We tested and reviewed some of the best canon lenses of all time. Given the versatility and low price tag, the EF-S 10-18mm f/4.5-5.6 IS STM is one of the best Canon lenses available. We have prepared a selection of four more high-quality Canon lenses in every price range. Please enjoy our shopping guide.
This lens is a great choice for amateurs who don’t have much experience with camera lenses. It is easy to use and appropriate for many different types of photography. At the same time, the images are sharp enough for professional photographers who are on a tight budget.
Table of Contents
Top 5 Canon Lenses
|Name||Minimum Range||Best for:||Price|
|EF-S 10-18mm f/4.5-5.6 IS STM||0.72 ft.||Close-range photography||Check Price|
|EF 35mm f/1.4L II USM||0.92 ft.||Close-range photography||Check Price|
|EF 70-200mm f/4 L IS USM||3.94 ft.||Telephoto photography||Check Price|
|EF 50mm f/1.8 STM||1.15 ft.||Close-range photography||Check Price|
|EF 70-300mm f/4-5.6 IS USM||4.9 ft.||Landscape photography||Check Price|
1. Best Overall Canon Lens
EF-S 10-18mm f/4.5-5.6 IS STM
Reviewed by: Max Perzon
Our top selection is a very affordable but versatile lens. You can use it for both close-up photography and landscapes.

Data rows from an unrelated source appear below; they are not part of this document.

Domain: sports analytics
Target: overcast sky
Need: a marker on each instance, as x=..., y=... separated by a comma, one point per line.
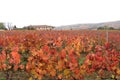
x=58, y=12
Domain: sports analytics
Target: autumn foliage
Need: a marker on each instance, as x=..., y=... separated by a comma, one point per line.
x=61, y=55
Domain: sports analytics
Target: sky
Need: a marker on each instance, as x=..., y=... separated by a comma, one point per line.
x=58, y=12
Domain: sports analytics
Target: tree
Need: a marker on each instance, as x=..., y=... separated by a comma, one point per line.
x=2, y=26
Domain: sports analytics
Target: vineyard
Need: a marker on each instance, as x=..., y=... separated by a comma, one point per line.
x=59, y=55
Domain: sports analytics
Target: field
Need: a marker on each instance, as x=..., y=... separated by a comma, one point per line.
x=60, y=55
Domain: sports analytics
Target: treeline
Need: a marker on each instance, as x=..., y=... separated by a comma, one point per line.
x=107, y=28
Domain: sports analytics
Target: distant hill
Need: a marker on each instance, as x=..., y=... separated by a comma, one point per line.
x=91, y=26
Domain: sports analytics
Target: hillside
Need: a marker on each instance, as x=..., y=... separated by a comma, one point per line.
x=114, y=24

Instead of UMS technology, this lens uses a stepping motor. This is cheaper, but it leads to smooth and fairly soundless zooming.
Although the autofocus function is both useful and fast-acting, it’s not necessary in every situation. By flicking a switch, you can simply override the autofocus.
This lens is a great option for portraits. The closest focusing distance is merely 0.72ft. Despite being a wide-lens option, this lens won’t cause much image distortion.
At any focal length, this lens delivers very sharp images. You’ll also get sharp images at any aperture up to f/11. Narrower apertures than that might blur your photo a little.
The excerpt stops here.